The Drobo B810n costs around $1300 at the moment. How does that compare to the alternatives?
The Synology DS1821+ 8 Bay NAS is probably the most well-known competitor, and currently costs $1,024.60. Where the Drobo has two ethernet ports, the Synology NAS has four (upgradable to a 10Gbit ethernet card, though 10Gbit networks are still uncommon).
The Drobo has 2GB of RAM, and the Synology has 4GB (upgradable to 32GB). Both devices have a quad-core processor, but the Drobo’s is a Marvell Armada XP MV78460 1.2 GHz CPU, and the Synology’s is a 2.1GHz CPU (about twice as fast).
Like the Drobo, the Synology is capable of a variety of different data redundancy configurations, including offsite backup to a second unit.
However, Synology is not known for their friendly and responsive customer service (to put it mildly). Setup and usage will require solid knowledge of home/office networking. Not a big deal for power-users, but perhaps a bit more daunting for the technically-challenged.
Standard RAID devices like this will require an extra hard drive (a hot-spare), that sits idle in case of drive failure to get similar functionality, which will bring the cost up. The Drobo does not require an extra drive for this purpose.

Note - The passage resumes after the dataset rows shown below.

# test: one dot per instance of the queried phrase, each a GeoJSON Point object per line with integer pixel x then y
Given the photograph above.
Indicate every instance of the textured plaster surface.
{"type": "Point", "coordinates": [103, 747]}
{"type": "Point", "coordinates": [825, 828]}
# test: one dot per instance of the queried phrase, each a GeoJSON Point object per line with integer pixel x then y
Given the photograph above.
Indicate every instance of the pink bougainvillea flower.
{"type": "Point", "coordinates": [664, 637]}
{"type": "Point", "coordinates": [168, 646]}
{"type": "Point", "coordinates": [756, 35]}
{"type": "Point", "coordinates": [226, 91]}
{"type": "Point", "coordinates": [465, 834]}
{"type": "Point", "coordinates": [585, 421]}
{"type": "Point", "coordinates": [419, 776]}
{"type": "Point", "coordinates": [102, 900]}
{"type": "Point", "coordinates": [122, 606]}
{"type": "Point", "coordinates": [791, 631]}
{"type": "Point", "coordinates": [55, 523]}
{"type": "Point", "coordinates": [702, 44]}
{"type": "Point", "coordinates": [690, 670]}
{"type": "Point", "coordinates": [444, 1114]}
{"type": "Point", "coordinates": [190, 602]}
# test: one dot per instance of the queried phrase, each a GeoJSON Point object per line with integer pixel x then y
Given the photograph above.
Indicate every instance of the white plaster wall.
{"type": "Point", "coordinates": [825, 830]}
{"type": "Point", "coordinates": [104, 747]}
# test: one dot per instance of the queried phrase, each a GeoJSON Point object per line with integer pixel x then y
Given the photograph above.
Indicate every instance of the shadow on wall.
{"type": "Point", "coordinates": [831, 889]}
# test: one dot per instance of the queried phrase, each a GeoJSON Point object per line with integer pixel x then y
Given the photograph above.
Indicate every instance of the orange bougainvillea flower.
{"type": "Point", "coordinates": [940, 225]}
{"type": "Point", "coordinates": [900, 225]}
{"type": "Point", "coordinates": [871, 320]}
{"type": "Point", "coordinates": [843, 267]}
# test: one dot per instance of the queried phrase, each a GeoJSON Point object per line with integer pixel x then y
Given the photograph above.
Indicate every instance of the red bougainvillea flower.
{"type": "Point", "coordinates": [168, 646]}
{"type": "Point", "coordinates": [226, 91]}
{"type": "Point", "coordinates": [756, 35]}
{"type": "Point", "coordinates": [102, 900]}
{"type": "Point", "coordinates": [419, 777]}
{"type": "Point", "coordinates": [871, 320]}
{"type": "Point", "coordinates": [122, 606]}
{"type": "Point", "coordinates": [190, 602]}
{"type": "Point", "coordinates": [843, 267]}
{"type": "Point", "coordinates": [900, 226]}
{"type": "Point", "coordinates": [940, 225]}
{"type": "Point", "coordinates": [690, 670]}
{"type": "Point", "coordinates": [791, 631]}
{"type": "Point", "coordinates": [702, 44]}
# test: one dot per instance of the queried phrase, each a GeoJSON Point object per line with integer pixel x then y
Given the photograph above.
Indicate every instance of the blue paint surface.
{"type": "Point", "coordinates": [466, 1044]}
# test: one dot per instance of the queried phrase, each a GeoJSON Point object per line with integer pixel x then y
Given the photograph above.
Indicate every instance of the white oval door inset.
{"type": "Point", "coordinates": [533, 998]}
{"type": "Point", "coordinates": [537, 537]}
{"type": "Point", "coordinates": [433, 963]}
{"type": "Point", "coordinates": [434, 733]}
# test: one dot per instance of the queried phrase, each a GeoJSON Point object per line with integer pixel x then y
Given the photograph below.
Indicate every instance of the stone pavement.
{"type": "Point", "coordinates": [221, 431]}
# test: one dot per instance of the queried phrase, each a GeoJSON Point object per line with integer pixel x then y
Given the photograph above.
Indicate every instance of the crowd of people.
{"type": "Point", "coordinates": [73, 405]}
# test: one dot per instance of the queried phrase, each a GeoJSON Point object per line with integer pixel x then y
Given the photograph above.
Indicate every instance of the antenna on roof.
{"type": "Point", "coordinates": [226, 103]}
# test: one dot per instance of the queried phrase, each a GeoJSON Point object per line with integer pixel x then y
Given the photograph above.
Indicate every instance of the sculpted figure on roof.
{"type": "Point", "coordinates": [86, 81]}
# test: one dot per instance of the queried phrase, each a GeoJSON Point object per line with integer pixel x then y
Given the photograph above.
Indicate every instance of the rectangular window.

After using the Drobo B810n for a couple of months, I’ve been very happy with the unit’s performance; it’s very practical for use on a network in a small office (of photographers) or at home. The unit is well built and feature rich, and its simplicity of use doesn’t bog you down with technical concerns. If you run into problems with it, tech support seems to be adequate or better, and it will keep your data much safer than storage on any single hard drive.
Drobos are somewhat expensive, and if you’re technically minded, you’ll probably get equally good performance (or better) from other popular NAS brands, such as the Synology mentioned above, at lower cost. Whether the Drobo’s simplicity of use is worth the extra cost will have to be up to your own personal preference.
UPDATE (July 20, 2022): As reports have appeared today that Drobo has filed for Chapter 11 Bankruptcy and their future is uncertain, I thought that I’d take a few moments to comment on the performance of my Drobo over the past two years or so.
To this point, I’ve still not encountered any significant problems with the Drobo. The biggest issue that I’ve had was more of an annoyance than anything; in November of 2021 I bought a new 8TB hard drive and added it to the Drobo, and that process was quick and easy. But a few months later, in February, the Drobo reported that the drive had failed. No data was lost, but it seemed like a false positive, and I’ve used the drive installed in my PC tower ever since with no problems.
Otherwise, the Drobo is still doing its job.